July 16, 2026 · 1 min read

Everyone who plays board games eventually thinks they could design one. Most who try discover that a clever idea is the easy part; making it balanced, teachable, and fun through dozens of playtests is the real work. A structured reading order shortens that painful trial-and-error.

The path below starts with the theory of what makes games engaging, moves into the concrete mechanics and craft of tabletop design, then into the discipline of playtesting and the path to publishing. Each book builds on the vocabulary the last one gave you.

Understand what makes games work

Start with The art of game design by Jesse Schell, the definitive book on the principles behind engaging play, framed through dozens of design lenses. Then Characteristics of games offers a more analytical look at what distinguishes different game structures, sharpening how you think about your own designs.

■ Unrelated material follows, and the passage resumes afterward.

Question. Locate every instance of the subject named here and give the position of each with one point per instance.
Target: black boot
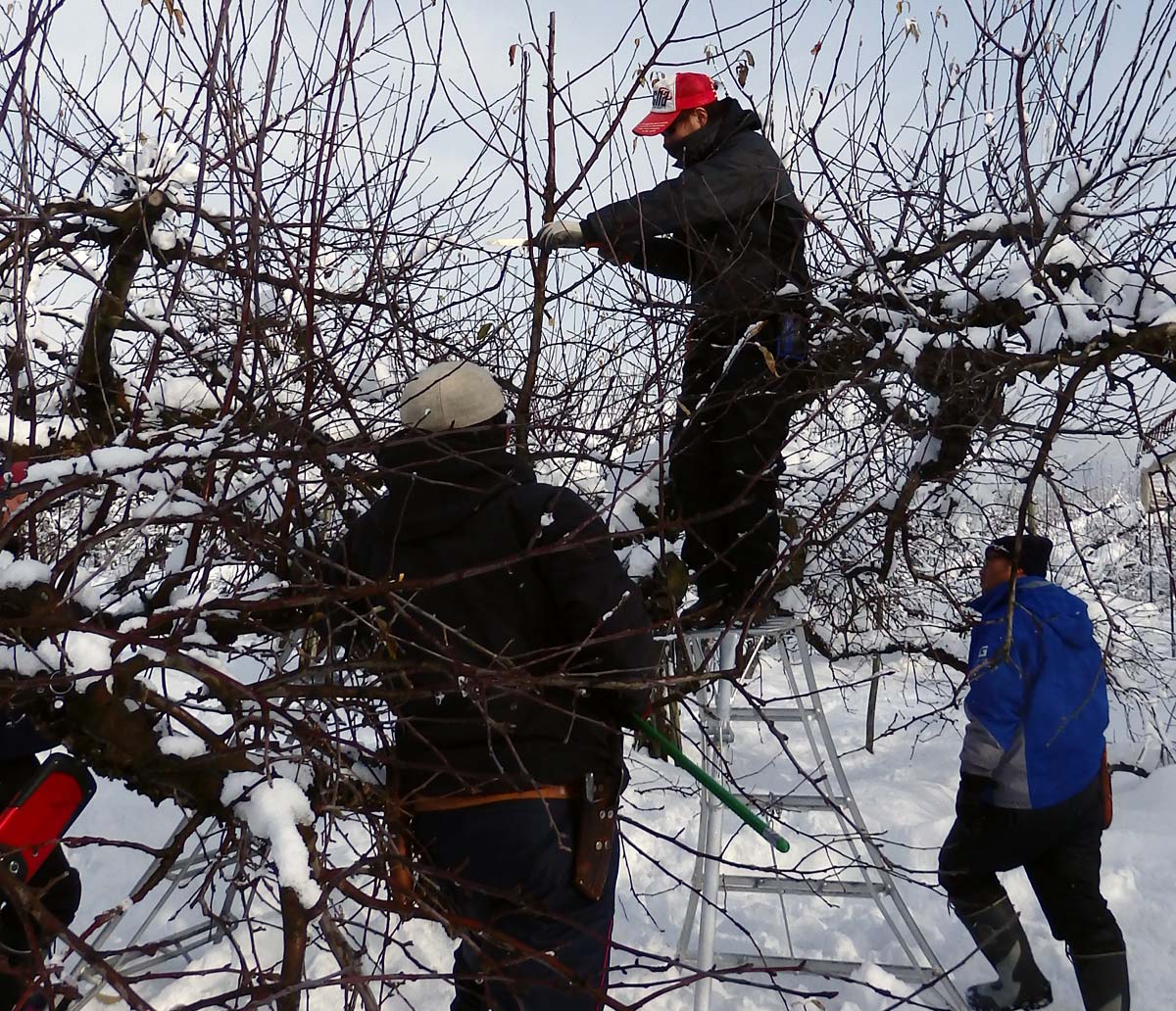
(1102, 982)
(1000, 938)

Learn the craft and mechanics

Move to hands-on design. Challenges for Game Designers is a workbook of exercises that build real skill through practice. The Board Game Designer's Guide by Joe Slack walks through taking a game from idea to finished product, and Building Blocks of Tabletop Game Design by Geoffrey Engelstein is an encyclopedic reference of mechanisms you can combine. Game Mechanics by Ernest Adams goes deep on the systems and emergent behavior underneath.

Playtest and publish

A design only becomes a game through testing. Playtest It! by Rob Daviau, a legendary designer, teaches how to run playtests that actually improve your game. The Kobold Guide to Board Game Design collects wisdom from working designers, and The game inventor's guidebook covers pitching to publishers. If you self-publish, Complete Crowdfunding walks through funding your game yourself.

Work these in order and design becomes a repeatable process rather than a lucky guess. Follow the full path from your first idea to a game on the table — or the shelf.

Follow the full reading path →

FAQ

Do I need to be an artist to design board games?
No. Early prototypes use rough placeholder art, and many designers partner with artists later or license to publishers who handle it. The design skills matter far more than illustration.
How important is playtesting?
It is essential — arguably the core of game design. The books stress testing early and often with different groups, because problems invisible to the designer surface fast at the table.